An implementation of Conway's Game of Life
This page is about Tony Finch's implementation of Conway's Game of Life. If you're looking for background information or interesting patterns then see elsewhere. The description below includes a number of links into a cvsweb view of the code's history.
I spent a fair amount of time when at school playing with various implementations of Life, all of them based around a 2D array of cell states. None of them were very fast - I didn't even use clever techniques like the parallel bitwise adder that I'll explain below.
Some time during my Gap Year in 1994 I came across a new approach to implementing life that surprised me by its swiftness. The universe is represented as an array of the co-ordinates of the live cells in scan-line order. This is scanned by three pointers, for the current row and the rows above and below. The neighbourhood of the current cell is determined by examining the co-ordinates at and before and after each pointer, and if appropriate the co-ordinates of a live cell are written to the destination array. This algorithm makes it easy to skip past empty space, which is what makes it fast.
When I implemented this algorithm in June 1994, I added a couple of optimisations:
One of the interesting parts of the algorithm is working out at the
start of each row which of this row and the rows above and below
contain live cells, and are therefore present in the array and should
be scanned. Empty rows cause the pointers to catch up with each other
since there are no co-ordinates in the array to keep them apart. The
old implementation made the decision by keeping track of the current Y
co-ordinate. It turns out that this isn't necessary - the current Y
co-ordinate can be worked out from the relative positions of the three
scanning pointers. You can see this in
The algorithm in the previous section is serial - it handles one cell at a time. In order to make it faster it needs some parallelism. I provided for this by augmenting the data structure so that each X co-ordinate is folloed by a linear bitmap of the cells at that position.
Keeping the single shift register containing the neighbourhood bitmap means a 32 bit machine only has space for 4 cells at each position. The neighbouhood bitmap needs 3x4 bits for the forward cells, 3x4 bits for the middle cells, and 3 bits for the rear cells. (The other 3x3 bits of the rear bitmaps aren't needed after we have moved on.) This is 27 bits, 18 of which form an index into a 256K lookup table containing the 4 bit state in the next generation. As the neighbourhood bitmap gets bigger the lookup table becomes awkwardly large.
Instead, I split the neighbourhood bitmap into three shift
registers, for the current row and the rows above and below. The next
generation's bitmap is then computed in two stages: calculate in
the neighbourhood counts for the cells by adding together the result
of three table lookups (one for each row); then do a table lookup to
turn the neighbourhood counts into the result bitmap (actually more
than one lookup to control the table size). On a 32 bit machine this
allows 8 way parallelism, because the neighbourhood counts require 4
bits each. The first stage uses two 4K lookup tables, one for the
current row and one for the rows above and below, each containing 1024
entries of 32 bits. These tables are similar to the ones used by XLife,
apart from a trick: we add 7 to represent a live current cell instead
of 9, in order to fit the count into 4 bits. This works because a live
cell with 0 or 1 neigbours is dead in the next generation, as is a
dead cell with 7 or 8 neighbours. (XLife doesn't add anything for a
live current cell.) You can see an implementation of this scheme in
Eight-way parallelism is a bit stingy. The three shift registers actually have space for 15 cell bitmaps (forward bitmap plus middle bitmap plus one bit from the rear bitmap). However lookup tables become impractical. An alternative way of counting the neighbours of many cells in parallel is required.

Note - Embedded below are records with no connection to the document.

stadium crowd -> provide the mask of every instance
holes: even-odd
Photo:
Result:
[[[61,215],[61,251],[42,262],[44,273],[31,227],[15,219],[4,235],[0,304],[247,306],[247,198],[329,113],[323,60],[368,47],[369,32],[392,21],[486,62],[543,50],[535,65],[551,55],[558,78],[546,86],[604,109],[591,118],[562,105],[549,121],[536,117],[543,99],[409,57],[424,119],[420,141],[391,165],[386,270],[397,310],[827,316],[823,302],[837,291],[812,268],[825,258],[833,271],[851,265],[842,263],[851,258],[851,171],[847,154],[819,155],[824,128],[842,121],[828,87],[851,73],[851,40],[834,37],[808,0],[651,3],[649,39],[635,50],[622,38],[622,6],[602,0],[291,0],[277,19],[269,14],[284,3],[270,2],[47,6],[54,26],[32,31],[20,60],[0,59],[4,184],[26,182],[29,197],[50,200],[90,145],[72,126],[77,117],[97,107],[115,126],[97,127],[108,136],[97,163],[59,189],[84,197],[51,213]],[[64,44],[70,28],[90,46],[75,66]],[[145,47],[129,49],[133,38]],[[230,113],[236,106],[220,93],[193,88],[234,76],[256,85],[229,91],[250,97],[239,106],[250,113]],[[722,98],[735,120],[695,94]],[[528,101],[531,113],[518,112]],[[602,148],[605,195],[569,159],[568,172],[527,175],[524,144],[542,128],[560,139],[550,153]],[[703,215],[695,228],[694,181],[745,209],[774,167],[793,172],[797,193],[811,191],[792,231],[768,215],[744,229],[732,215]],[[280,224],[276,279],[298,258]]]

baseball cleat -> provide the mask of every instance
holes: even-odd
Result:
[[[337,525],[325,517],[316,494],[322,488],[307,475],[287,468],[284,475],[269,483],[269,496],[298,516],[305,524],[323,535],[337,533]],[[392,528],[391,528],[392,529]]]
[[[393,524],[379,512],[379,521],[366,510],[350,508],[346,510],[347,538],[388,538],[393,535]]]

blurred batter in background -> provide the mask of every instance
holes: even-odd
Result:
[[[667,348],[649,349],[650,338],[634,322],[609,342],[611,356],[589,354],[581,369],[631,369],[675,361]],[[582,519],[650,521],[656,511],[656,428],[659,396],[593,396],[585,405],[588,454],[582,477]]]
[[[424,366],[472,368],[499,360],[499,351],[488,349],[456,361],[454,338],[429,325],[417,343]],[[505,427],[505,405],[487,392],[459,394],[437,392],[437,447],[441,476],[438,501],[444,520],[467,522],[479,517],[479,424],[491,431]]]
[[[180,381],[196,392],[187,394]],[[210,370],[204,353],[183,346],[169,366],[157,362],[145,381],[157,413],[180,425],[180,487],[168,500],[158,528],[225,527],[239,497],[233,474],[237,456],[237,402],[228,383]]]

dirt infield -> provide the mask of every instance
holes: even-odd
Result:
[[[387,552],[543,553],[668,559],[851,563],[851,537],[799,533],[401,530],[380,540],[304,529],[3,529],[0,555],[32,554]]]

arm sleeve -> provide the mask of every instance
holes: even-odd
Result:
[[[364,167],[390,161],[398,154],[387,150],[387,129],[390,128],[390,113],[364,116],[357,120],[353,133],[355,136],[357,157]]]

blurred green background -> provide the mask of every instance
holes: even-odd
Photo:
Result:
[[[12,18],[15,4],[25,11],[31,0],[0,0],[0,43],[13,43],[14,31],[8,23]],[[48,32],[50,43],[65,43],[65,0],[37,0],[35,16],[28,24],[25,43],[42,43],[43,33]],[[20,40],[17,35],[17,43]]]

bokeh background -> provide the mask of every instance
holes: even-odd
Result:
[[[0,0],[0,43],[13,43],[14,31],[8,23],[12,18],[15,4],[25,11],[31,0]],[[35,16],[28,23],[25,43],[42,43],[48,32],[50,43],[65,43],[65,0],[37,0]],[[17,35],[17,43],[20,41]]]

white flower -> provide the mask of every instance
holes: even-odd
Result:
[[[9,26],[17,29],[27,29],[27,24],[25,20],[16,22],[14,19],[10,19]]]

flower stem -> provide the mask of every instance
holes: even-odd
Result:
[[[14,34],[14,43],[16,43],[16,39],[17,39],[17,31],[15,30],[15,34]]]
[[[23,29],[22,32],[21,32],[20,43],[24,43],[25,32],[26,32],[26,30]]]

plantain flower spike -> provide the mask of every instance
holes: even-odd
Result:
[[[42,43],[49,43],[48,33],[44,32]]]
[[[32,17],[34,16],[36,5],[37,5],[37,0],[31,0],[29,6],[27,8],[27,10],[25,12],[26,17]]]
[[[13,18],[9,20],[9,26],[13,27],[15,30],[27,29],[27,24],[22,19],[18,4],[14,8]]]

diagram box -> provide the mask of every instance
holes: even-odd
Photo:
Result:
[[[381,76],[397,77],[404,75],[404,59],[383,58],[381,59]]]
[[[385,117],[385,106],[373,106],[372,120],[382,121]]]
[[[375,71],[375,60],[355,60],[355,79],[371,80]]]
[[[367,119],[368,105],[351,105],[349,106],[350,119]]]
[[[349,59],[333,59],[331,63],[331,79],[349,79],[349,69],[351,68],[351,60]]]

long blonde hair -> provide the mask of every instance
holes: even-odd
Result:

This is based on using bitwise boolean operators to implement a
parallel adder, so that one register is used to hold bit 0 of 32
neighbour counts and another contains bit 1 of 32 counts, and another
contains bit 2. The program can apply the boolean formula for a full
adder to three bitmaps to get two words containing bit 0 and bit 1 of
the neighbourhood count. More full and half adders combine to produce
the final sum, as can be seen in
The final part of the computation uses a couple of tricks. It doesn't
bother computing bit 3 of the neighbour sum (which is only set when
there are eight neighbours); instead it ends up with two different bit
2 registers. If either of them is set the neighbour count is too large
and the cell is dead in the next generation. The other trick is to OR
state of the cells under consideration into the neighbourhood count to
simplify the rules. Cells only exist in the next generation if the
count is three, because
0 OR 3 == 3 and
1 OR 3 ==
1 OR 2 == 3. This technique was described in
an article by
in the January 1979 issue of BYTE magazine.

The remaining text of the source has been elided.